What will happen if positional cephalic disorders are not treated?
Unfortunately no definitive studies have been conducted to-date on the long term developmental and physical health consequences that could occur if positional cephalic disorders, such as plagiocephaly and brachycephaly, go untreated. Despite the lack of research, many doctors, physical therapists and caregivers believe that children who suffer from severe cranial deformities in infancy may face consequences similar to those experienced by children with craniosynostosis. Evidence for this exists in a recent study which showed that the propensity for developmental delays was actually higher for infants with deformational cephalies than their peers with craniosynostosis.
However, much of the medical community views positional cranial deformities as cosmetic in nature. Evidence to the contrary has been largely anecdotal, and without controlled clinical studies, it will be difficult to develop a true understanding of the potential long-term consequences of plagiocephaly, brachycephaly and scaphocephaly.
Studies on the long term effects of cranial deformities
Two studies have been conducted on the long-term physical effects of cranial deformities. In a survey of 22 untreated cases of positional plagiocephaly in children ages 18-48 months, Spragg (2008) found that 17 cases showed an improvement of roughly 1.6% on the Cranial Vault Asymmetry Index (CVAI) compared to an average of 4% for cranial remodeling techniques. 77% of study participants would still be referred to orthotic treatment based on their head shapes.
A 2011 study by Barnett Roby et al took cranial measurements of 1045 participants ranging from 12-17 years old. These participants were born after the start of the Back to Sleep campaign, but no mention was made of their parents’ compliance with the campaign or the number of children in the group who had been diagnosed with or treated for cranial deformities in infancy. 1.1% of study participants were plagiocephalic, another 1.0% were brachycephalic. Of these, 38.1% had noticeably abnormal facial characteristics. The prevalence of cranial deformities is significantly lower than the estimated number of infants with cranial deformities, but more studies are needed to evaluate which children truly require treatment. The authors of this study believe that most individuals will eventually outgrow cranial deformities, except in the most severe cases.

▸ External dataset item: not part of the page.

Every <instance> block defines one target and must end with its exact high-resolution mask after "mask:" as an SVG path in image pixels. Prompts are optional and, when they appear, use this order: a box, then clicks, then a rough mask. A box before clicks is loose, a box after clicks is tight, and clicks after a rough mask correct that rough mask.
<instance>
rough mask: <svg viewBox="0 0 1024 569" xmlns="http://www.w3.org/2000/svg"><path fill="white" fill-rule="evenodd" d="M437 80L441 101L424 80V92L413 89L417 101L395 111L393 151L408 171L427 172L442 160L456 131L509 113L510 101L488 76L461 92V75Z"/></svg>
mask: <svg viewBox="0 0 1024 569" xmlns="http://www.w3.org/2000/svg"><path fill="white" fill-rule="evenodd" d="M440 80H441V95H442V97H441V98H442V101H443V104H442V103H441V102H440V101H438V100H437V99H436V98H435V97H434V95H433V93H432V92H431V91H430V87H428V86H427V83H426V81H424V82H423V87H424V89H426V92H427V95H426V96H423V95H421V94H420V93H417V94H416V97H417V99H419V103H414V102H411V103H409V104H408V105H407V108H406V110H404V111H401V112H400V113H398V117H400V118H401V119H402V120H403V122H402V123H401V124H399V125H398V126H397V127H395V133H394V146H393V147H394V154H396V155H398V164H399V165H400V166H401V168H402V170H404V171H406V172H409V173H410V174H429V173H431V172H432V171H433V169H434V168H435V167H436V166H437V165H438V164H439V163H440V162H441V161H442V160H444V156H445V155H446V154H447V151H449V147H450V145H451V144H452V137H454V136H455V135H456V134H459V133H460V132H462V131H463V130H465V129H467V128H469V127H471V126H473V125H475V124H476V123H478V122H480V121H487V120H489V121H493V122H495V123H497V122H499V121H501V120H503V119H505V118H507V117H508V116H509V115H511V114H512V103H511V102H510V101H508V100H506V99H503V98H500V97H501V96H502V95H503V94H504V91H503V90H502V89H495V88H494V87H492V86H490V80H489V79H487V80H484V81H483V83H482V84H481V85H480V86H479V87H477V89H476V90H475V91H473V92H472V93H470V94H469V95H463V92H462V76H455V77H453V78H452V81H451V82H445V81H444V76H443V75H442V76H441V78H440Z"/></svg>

Despite the somewhat promising results of the studies on cranial vault asymmetry, both face methodological problems which make their results questionable. Recent studies on the short term effects of deformational cranial deformities emphasize the need for treatment. A 2012 study by Meyer-Marcotty noted that orthotic treatment for positional plagiocephaly is advisable based on the potentially long-term damaging effects of the condition on the facial bones. In the same year, in a paper describing ways to differentiate between lambdoid synostosis and positional plagiocephaly, Kalra and Walker reported that positional plagiocephaly has been associated with developmental problems. A 2011 report by Marchac et al noted the need for surgery in extreme cases of positional plagiocephaly that fails to improve after orthotic and repositioning therapies. The procedure is only advised for children over 15 months of age with severe deformities that are potentially life-threatening.
In short, the medical community is divided as to how and when it is alright to forgo treatment for positional cranial deformities. Parents of children who have foregone treatment often report mixed reactions. In some cases, emotions of guilt and self-deprecation can be overwhelming. Other parents report that they are happy with the decision to wait and see. The difference in reaction has more to do with their initial feelings towards helmeting, and not necessarily with the extent of their child’s deformity. There is no right answer to the decision of whether or not to use a helmet.
Your doctor’s experience with other plagiocephaly, brachycephaly and scaphocephaly patients will allow him or her to suggest a treatment plan that is appropriate for your child’s case. By being open about how you and your partner feel towards treatment and asking for honest input, you are more likely to achieve an outcome that is best for your child.